The scope and scale of America’s nature crisis demands that every presidential candidate’s policy platform provide clear and concrete proposals to better protect and restore lands, waters, and wildlife for the benefit and enjoyment of all people and future generations. The undersigned groups agree that three core policy ideas should underpin any plan.
Nature for all: Share nature’s benefits more equitably, make nature accessible to everyone, and honor the conservation needs of all communities.
Our country has a long tradition of conserving lands, waters, and wildlife in the public trust – for the benefit and enjoyment of all people. This is one reason why the American system of national parks, national monuments, national marine sanctuaries, and other public lands is the envy of the world.

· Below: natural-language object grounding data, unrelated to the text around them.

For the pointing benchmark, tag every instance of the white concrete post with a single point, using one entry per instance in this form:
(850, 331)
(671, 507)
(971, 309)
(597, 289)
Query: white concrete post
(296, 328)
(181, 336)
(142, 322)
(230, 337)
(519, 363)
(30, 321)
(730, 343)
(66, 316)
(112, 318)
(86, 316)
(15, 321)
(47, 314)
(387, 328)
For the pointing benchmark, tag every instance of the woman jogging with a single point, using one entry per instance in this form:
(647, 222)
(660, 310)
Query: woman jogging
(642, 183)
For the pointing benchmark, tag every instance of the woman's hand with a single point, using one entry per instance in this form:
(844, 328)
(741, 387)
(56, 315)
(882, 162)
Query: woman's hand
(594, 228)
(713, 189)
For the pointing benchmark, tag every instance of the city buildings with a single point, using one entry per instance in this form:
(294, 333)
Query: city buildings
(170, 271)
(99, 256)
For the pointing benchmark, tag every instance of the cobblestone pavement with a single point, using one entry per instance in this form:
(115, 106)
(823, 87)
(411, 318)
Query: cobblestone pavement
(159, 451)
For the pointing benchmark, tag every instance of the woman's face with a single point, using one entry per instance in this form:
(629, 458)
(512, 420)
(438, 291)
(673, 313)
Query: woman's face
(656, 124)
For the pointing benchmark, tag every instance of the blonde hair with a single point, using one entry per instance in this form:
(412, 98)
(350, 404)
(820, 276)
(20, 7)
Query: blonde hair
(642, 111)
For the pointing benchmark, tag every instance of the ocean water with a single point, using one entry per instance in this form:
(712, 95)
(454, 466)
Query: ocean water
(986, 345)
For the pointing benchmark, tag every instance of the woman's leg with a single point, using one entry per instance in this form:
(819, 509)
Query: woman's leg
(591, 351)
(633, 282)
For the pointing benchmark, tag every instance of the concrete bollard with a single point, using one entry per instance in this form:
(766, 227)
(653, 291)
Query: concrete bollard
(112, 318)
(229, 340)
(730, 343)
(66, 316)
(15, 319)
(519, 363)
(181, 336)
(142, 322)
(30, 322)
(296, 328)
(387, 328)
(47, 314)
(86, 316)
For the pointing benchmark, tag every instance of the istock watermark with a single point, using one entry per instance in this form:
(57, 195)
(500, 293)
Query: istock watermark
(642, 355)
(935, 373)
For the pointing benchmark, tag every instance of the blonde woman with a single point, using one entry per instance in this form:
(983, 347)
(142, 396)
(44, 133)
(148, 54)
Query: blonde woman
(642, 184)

Yet, the promises of equitable access to nature, the distribution of its benefits, and the just treatment of all communities’ natural and cultural stewardship priorities, are far from being fulfilled. Racism, exclusion, and injustice have shaped nearly every aspect of the nation’s natural resource policies. These legacies persist in many forms, including more industrial pollution and fewer parks in and near low-income communities, a lack of culturally and historically significant parks and monuments attributed to diverse communities, under-representation of people of color in federal natural resource agencies, the displacement of indigenous peoples to create public parks, and the sovereign interests of tribal nations being persistently ignored.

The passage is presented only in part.